Read more: Pokimane’s Immaculate Room Tour features Twitch streamers showing off their messy bedrooms

“Looks like I just don’t want to participate in the rat race that is being broadcast,” Pokimane said with a heavy sigh. “It’s so hard for me to say things like that because I feel… I don’t know, I have this fear — this feeling that people might be disappointed when they hear these things. But basically, when I wake up today, I don’t want to run to my computer and play for eight hours straight.”

It’s important to note that one of the things that Pokimane points out during his explanation is that grinding streams don’t feel like they used to because the games themselves don’t hit like they used to.

“I’ve played almost every big fashion game,” Pokimane said. “I hope it’s not [seem] arrogant of me, but now when I see something on Twitch, I feel like I was there, did it. There is little that excites or fascinates me, except for general communication and communication with people.

According to her, she likes games off the stream more than on the stream, which takes the pressure off. And she still loves games like valiant, sure, but not at the “tempo or frequency” required for streaming. Of course, it doesn’t help that streaming itself has begun to feel unpleasant.

“Do you [all] Whether you realize it or not, streamers are under such pressure to follow every trend, capitalize on viewers, stream longer than [person] next to them or [person] that they have a similar audience,” Pokimane said. “It’s just an ultra-competitive industry, but ultimately the reason I’m saying this is because I’m just at a point in my life where I no longer feel the creative satisfaction to feed on it. It used to be okay because either the games I really liked or something about streaming seemed new to me. But right now I feel like I still want to be part of my arsenal, I just don’t want to feel the same pressure that I need to feel as a “permanent streamer”.

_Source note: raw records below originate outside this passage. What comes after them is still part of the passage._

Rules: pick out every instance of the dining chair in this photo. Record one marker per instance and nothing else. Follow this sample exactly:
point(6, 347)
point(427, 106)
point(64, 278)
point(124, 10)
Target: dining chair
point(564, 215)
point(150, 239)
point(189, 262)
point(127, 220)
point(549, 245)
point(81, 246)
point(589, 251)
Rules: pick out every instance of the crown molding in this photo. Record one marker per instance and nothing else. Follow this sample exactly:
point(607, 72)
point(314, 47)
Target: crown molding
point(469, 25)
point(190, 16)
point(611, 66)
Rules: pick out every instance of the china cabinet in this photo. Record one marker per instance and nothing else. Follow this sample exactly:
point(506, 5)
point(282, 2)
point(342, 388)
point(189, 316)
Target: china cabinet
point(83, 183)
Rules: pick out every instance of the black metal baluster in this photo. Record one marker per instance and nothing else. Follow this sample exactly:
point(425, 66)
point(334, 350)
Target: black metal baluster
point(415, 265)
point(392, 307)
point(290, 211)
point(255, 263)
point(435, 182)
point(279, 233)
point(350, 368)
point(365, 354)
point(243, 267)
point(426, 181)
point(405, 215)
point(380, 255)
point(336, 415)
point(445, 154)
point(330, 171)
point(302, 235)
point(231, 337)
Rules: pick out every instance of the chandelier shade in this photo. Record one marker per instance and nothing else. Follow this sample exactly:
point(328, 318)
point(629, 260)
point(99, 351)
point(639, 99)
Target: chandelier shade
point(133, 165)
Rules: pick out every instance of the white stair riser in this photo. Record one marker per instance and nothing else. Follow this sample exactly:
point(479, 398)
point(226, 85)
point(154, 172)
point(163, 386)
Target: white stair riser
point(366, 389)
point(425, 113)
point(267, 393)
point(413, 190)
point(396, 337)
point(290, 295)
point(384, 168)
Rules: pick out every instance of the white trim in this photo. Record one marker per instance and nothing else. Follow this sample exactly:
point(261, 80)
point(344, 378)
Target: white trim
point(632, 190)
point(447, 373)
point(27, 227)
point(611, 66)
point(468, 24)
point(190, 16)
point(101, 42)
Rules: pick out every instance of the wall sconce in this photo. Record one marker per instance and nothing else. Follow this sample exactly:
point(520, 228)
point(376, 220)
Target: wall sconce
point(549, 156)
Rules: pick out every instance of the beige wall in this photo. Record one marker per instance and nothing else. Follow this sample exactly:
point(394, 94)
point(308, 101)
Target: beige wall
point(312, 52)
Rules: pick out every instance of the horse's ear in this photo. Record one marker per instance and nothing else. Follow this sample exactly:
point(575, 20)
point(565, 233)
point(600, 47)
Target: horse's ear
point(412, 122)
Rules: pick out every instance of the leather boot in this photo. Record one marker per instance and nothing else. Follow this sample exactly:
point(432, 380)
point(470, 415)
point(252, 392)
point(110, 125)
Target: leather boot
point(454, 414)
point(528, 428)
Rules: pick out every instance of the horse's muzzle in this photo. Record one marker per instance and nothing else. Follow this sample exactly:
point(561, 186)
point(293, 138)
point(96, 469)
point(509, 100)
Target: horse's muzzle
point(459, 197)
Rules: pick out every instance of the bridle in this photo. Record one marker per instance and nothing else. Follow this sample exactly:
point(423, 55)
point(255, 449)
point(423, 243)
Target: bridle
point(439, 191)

So, Pokimane is leaving the site where she grew her huge audience. She is interested in entering other platforms, which she has already done on places like Instagram and TikTok, exploring fashion and other lifestyle content. It’s a reversal, but nothing unexpected. The key difference now is that while she remains focused on diversifying her content, she wants to do away with the audience, company, and contract pressures that come with constantly streaming on Twitch, or tie her brand entirely to the video games that are spinning. around constant updates.

“The most important part of that, and also the hardest part for me to talk about, is honestly just coming to terms with my changing desires for content,” Pochimane said. “I mean, my hiatus really cemented this feeling in me that I should want to do a lot more than just streaming.”

Kotaku reached out to Pokimane for comment.

Around the same time, Pokimane announced that it was diversifying the places where it uploads content, one of the biggest streamer names, Ninja, tweeted that he “needs to take a break.” As more and more major streamers talk about how endemic job burnout has been in the past few years, it’s clear that professional streamers are facing some kind of payback.

“I think I just wanted to talk about it so that I can mentally take that pressure off and just feel free and happy to do whatever content I want to do, anytime, about anything,” Pokimane said during your video. “And use whatever means and platforms I feel is appropriate at the moment… if people have been following me for so long, maybe they are just interested in what I have to say, or my life.”